Ya el surco me dio frutos, pero…

     «¿Qué volvamos a hablar de mí? Está bien. Yo fui entrenador de la Liga de Boxeo del Atlántico hasta que un día, Helmut Bellingrot, quien era el director de Coldeportes seccional, me preguntó de qué corriente política era yo. Le dije que de ninguna, que yo era progresista, y a los pocos días me declararon insubsistente. Y fíjense que me echaron con un problema en la columna que cogí en el gimnasio entrenando boxeadores y que todavía hoy me molesta, pues ni siquiera puedo usar zapatos diariamente.

     «Aun así, a mí me gustaría volver a ser entrenador de Coldeportes, sin que para esto tengan que botar a García Beltrán, ni a nadie, porque todos los entrenadores de aquí de Barranquilla son mis hermanos, son mis hijos. Yo soy el padre de los entrenadores de boxeo de esta ciudad. Pregunten y verán. A pesar de todo, yo soy un hombre feliz. Mi sueño se ha hecho realidad. Tengo un hijo campeón mundial, otro ranqueado que sigue insistiendo, y si Dios me da vida, de pronto este pequeñito que ustedes ven ahí haciendo sombra, y que es de mi segunda cosecha, puedo verlo coronarse.

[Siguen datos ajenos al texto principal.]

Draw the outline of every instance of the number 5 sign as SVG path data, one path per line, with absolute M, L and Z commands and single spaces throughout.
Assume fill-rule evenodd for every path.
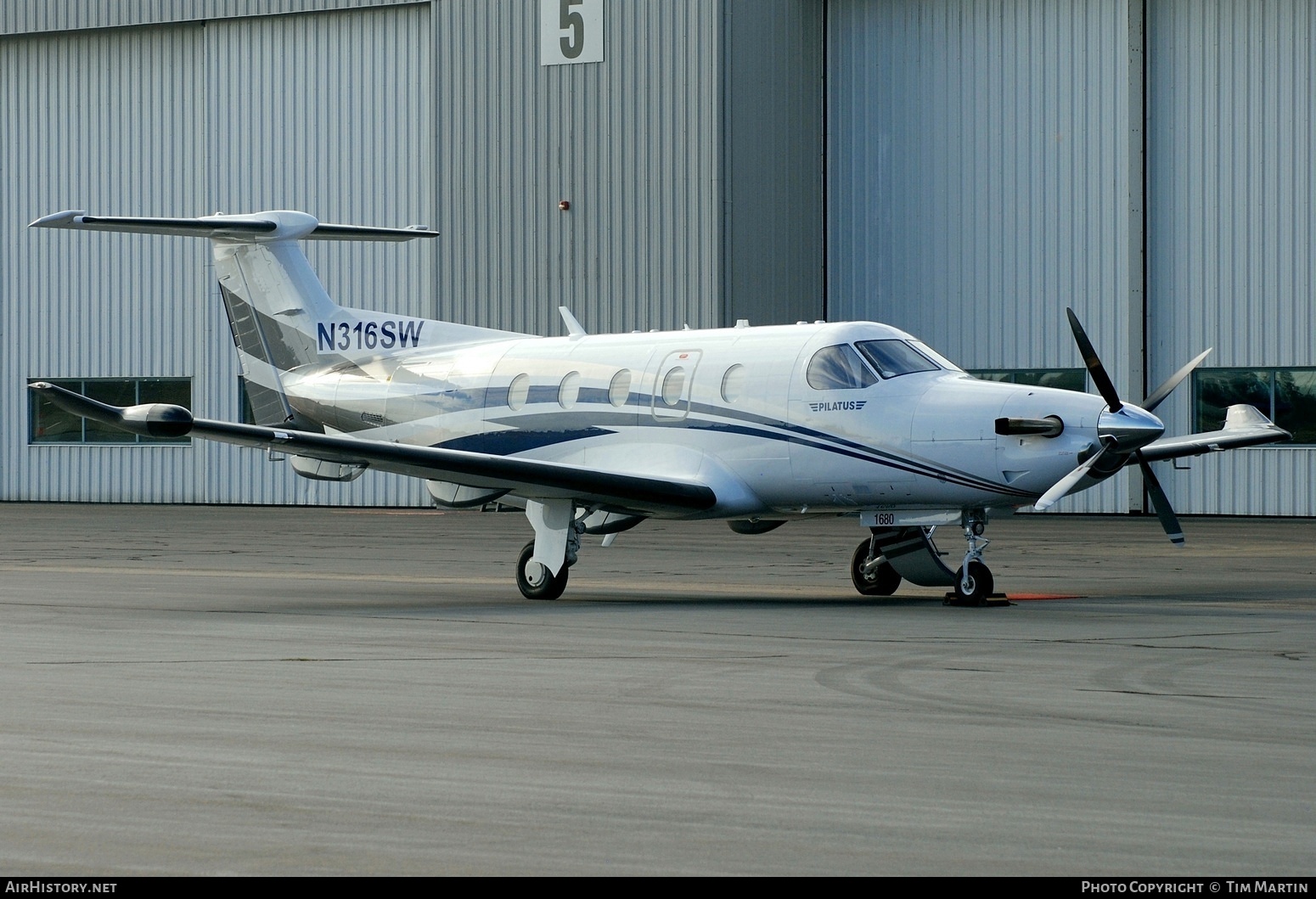
M 540 64 L 603 62 L 603 0 L 540 0 Z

     «¿Hablar de los retadores del Baby? Bueno, lo único que yo sé es que el Baby es un campeón mundial con mucha clase y mucha fe. Es el Campeón Mundial. Perder, por ahora lo veo muy difícil.  Yo siempre he sido hombre de mucha fe. Al comienzo les decía que soy el único padre colombiano que ha entregado la sangre de todos sus hijos por un poco de gloria para este país. Aun así, no aspiro a títulos ni medallas que jamás me han dado. Lo único que quisiera ahora es no ser un desempleado más de Colombia, sino seguir en el boxeo, que es mi vida y la de todos mis hijos, orientar a otros jóvenes en este viril deporte, y continuar sembrando semillas para los frutos futuros del boxeo colombiano».